Seit 20. Juni läuft bereits die Ausstellung Krieg und Propaganda 14/18 im Hamburger Museum für Kunst und Gewerbe. Und wer wäre besser dafür geeignet, einen fundierten und kompetenten Einblick in diese umfassende und packende Schau zu geben als der Kurator Dennis Conrad selbst? Im Sonntagsfokus zeigt er anhand von Postkarten, Plakaten (Abb.: Julius Gipkens: Kanin-Felle abliefern!, 1915/16), Filmen, historischen Tonaufnahmen, Skulpturen, Fotografien, illustrierten Zeitungen und Alltagsgegenständen wie Kinderspielzeug und Patriotika, wie die mentale Mobilisierung vor und im Ersten Weltkrieg funktionierte – und wie deren Mechanismen bis heute verwendet werden. Die Kosten der Führung sind im Eintritt enthalten. Die Ausstellung ist noch bis zum 2. November zu sehen. Es lohnt sich – nicht zuletzt wegen der brennenden Aktualität dieses Themas.

Text: Sabine Danek

 

Kleiderflohmarkt

Lokales Design, kollektives Denken, bewusster Konsum: Der Co-Working-Space formschoen. Raum für Design lädt zum Kleiderflohmarkt.
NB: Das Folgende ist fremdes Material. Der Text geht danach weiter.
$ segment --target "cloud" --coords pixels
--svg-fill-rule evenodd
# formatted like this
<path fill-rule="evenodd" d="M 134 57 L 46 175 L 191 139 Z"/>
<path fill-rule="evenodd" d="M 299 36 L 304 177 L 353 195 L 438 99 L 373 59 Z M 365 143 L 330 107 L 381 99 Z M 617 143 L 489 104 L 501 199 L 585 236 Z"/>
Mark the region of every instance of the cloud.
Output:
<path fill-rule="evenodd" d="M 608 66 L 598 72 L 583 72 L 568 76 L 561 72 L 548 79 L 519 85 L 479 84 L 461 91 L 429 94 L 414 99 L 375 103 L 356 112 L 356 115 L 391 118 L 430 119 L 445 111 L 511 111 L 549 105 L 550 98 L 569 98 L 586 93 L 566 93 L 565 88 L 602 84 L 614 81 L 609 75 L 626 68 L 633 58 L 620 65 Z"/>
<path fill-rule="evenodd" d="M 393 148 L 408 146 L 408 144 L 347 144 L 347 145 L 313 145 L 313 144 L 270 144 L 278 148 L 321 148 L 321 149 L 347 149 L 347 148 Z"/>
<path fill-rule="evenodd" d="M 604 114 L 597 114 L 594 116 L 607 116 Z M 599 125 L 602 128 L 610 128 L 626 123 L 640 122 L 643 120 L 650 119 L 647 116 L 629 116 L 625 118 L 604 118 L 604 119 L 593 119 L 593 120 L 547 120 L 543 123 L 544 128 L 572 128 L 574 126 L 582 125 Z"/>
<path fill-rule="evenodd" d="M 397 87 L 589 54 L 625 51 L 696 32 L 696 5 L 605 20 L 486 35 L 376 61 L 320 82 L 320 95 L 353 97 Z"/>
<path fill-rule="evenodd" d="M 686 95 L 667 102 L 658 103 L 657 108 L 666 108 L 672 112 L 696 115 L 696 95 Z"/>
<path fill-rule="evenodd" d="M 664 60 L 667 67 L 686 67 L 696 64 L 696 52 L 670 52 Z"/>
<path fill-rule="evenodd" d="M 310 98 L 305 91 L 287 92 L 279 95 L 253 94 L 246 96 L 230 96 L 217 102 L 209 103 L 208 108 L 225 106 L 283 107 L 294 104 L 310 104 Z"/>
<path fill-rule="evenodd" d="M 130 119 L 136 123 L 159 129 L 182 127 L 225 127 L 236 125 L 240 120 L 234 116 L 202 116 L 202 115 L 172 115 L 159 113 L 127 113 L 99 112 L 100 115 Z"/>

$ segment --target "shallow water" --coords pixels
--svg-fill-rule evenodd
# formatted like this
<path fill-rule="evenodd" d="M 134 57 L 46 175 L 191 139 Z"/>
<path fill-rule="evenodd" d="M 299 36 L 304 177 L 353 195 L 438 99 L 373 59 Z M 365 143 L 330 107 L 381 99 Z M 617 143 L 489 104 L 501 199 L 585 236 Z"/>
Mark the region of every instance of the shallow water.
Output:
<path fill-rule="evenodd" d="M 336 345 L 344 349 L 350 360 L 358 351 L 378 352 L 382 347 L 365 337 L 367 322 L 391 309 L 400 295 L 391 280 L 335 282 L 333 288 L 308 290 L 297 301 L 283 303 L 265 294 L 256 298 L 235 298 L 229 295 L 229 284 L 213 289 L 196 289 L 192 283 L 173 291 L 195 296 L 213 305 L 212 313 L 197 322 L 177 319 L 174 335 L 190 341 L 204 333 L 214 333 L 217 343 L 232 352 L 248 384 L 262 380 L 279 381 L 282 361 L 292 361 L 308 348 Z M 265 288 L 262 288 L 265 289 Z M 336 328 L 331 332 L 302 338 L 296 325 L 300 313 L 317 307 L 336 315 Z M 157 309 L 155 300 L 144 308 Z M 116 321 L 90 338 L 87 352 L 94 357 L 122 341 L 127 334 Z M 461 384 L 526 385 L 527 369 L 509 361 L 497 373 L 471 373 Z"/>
„Wir brauchen wieder eine Beziehung zu unserer Kleidung!“, sagt Sarah Bürger. Obwohl Mode für uns aus dem alltäglichen Leben nicht mehr wegzudenken ist, scheinen wir ein gesundes Verhältnis dazu verloren zu haben. Wir wissen, dass das super stylische T-Shirt in China und damit unter miesen Bedingungen hergestellt wurde, kaufen es aber trotzdem. Damit sich dieser Widerspruch ein wenig aufhebt, hat Sarah Bürger, selbst Modedesignerin, den Co-Working-Space formschoen. Raum für Design gegründet. Dort sollen einerseits lokale Nachwuchsdesigner die Möglichkeit haben, zu arbeiten und sich zu vernetzen, andererseits können interessierte Laien in Workshops nähen oder gestalten lernen. Zur Zeit haben unter anderen Designer wie Svenja Keune, Kerstin Lakeberg oder das Label Mok’wi ihren Sitz im Co-Working-Space. Der wiederum ist übrigens Teil des Künstlerhauses Wartenau 16, das insgesamt 20 verschiedene Kreative unter einem Dach versammelt. Neugierig geworden? Dann nichts wie hin zum Kleiderflohmarkt, der am 7. September im Raum für Design statt findet.